With more reason, documentary evidence which was not formally offered cannot be used to
modify, explain or add to the terms of an agreement.
In any event, even assuming purely for the sake of argument that Exhibits K-2 to K-7 are
admissible evidence, they do not support Zamora's contention that she is entitled to a ten percent
(10%) commission even on construction contracts she has solicited pursuant to the Marketing
Agreement. A perusal of Exhibits K-2 to K-7 does not clearly show that these commissions were
being paid for construction contracts or services. Moreover, most of the commissions purportedly
paid to Zamora under Exhibits K-2 to K-7 were computed at a much lower rate of three percent
(3%) and not the ten percent (10%) stipulated in the Marketing Agreement. We cannot simply
accept, as the trial court did, Zamora's assertion that the lower rate of three percent (3%)
commission was a partial payment of her commissions under the Marketing Agreement since
there is nothing in Exhibits K-2 to K-7 to indicate that the commissions mentioned therein were
only partial payments. The circumstances that Zamora did not include Exhibits K-2 to K-7 in her
Complaint and that she did not demand payment of the alleged balance of the commissions
therein from Multiwood further militate against her claim that these were partial payments of her
commission under the Marketing Agreement subject of the present case.
An examination of even Exhibits B to H which were formally offered by Zamora do not substantiate
her assertion that Multiwood agreed to pay her a ten percent (10%) commission on construction
contracts whether under the Marketing Agreement or any other contract.
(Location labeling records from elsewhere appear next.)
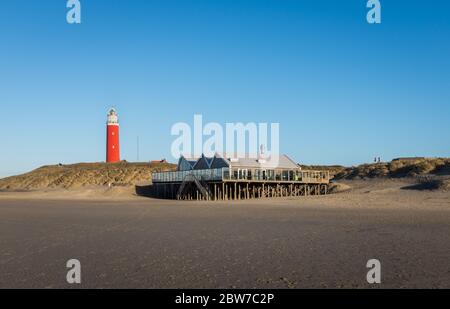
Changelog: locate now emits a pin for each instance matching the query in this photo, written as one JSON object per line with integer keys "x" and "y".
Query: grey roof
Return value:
{"x": 281, "y": 161}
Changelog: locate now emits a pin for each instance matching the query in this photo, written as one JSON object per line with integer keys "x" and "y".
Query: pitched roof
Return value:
{"x": 282, "y": 161}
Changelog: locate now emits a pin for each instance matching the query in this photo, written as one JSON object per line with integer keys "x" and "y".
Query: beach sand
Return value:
{"x": 127, "y": 241}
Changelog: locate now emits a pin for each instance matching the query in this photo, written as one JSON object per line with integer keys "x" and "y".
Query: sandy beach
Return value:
{"x": 128, "y": 241}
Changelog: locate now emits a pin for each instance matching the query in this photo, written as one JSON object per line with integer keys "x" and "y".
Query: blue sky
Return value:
{"x": 342, "y": 90}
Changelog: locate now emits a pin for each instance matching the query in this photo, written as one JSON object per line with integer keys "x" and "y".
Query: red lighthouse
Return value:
{"x": 112, "y": 137}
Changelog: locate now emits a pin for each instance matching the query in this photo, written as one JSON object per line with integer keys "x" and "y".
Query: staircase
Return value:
{"x": 201, "y": 186}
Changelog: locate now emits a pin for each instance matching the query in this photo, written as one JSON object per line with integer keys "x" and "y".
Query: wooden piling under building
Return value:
{"x": 235, "y": 190}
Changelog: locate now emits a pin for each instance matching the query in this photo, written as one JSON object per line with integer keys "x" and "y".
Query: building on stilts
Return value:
{"x": 219, "y": 178}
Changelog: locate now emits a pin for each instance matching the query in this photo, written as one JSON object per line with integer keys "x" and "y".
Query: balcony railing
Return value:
{"x": 235, "y": 174}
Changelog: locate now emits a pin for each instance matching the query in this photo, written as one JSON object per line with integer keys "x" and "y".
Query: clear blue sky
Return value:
{"x": 342, "y": 90}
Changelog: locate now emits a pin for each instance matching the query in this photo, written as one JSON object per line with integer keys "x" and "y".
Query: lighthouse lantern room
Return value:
{"x": 112, "y": 137}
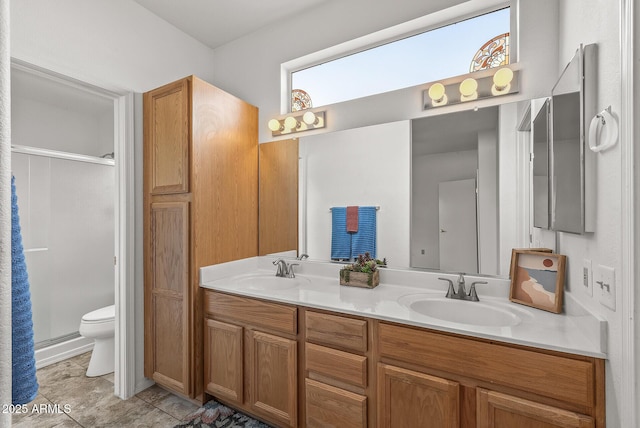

We cannot subscribe to
petitioners' view that mere silence or acquiescence of Multiwood to Zamora's solicitation of
construction contracts is tantamount to agreement to payment of the ten percent (10%)
commission under the Marketing Agreement. To be sure, Multiwood's defense is precisely that the
issuance of the vouchers and checks (Exhibits B to H) attached to the complaint are not
authorized under the Marketing Agreement and that there is no agreement authorizing Zamora to
collect ten percent (10%) commissions on construction contracts. This Court notes that even
Exhibits B to H show a discrepancy in the alleged agreed rate of commission since Exhibit H
mentions a five percent (5%) commission and not a ten percent (10%) commission.
It is a basic rule in civil cases that the party having the burden of proof must establish his case by
a preponderance of evidence, which simply means evidence which is of greater weight, or more
convincing than that which is offered in opposition to it.[15] However, although the evidence
adduced by the plaintiff is stronger than that presented by the defendant, a judgment cannot be
entered in favor of the former, if his evidence is not sufficient to sustain his cause of action. The
plaintiff must rely on the strength of his own evidence and not upon the weakness of the
defendant's.[16] Whether or not Exhibits K to K-7 are considered or admitted in evidence, the
Court finds that Zamora failed to prove by preponderant evidence her cause of action for
collection of ten percent (10%) commission on her solicitations of interior construction contracts
whether under the Marketing Agreement or any other agreement with the defendant.
All told, we find no reversible error committed by the CA in rendering the assailed Decision dated
October 19, 2000 and Resolution dated December 18, 2000.
WHEREFORE, the petition is DENIED. The assailed Decision and Resolution of the Court of
Appeals are AFFIRMED.
Costs against petitioners.
SO ORDERED.
Puno, C.J., (Chairperson), Carpio, Corona, and Azcuna, JJ., concur.
[1] Penned by Associate Justice Martin S. Villarama, Jr., and concurred in by Associate Justices
Romeo J. Callejo, Sr. (retired Supreme Court Associate Justice) and Juan Q. Enriques, Jr.; rollo,
pp. 45-50.
71, 76-77.
[11] Annex "A" of petitioner's Complaint; RTC Record, p. 8.
[12] Landingin v. Republic, G.R. No. 164948, June 27, 2006, 493 SCRA 415, 430.
[13] TSN dated Nov. 21, 1995, pp. 14-16.
[14] Roble v. Arbasa, G.R. No. 130707, July 31, 2001, 362 SCRA 69, 82-83.
[15] Buduhan v. Pakurao, G.R. No. 168237, February 22, 2006, 483 SCRA 116, 122.
[16] Ong v. Yap, G.R. No. 146797, February 18, 2005, 452 SCRA 41, 50.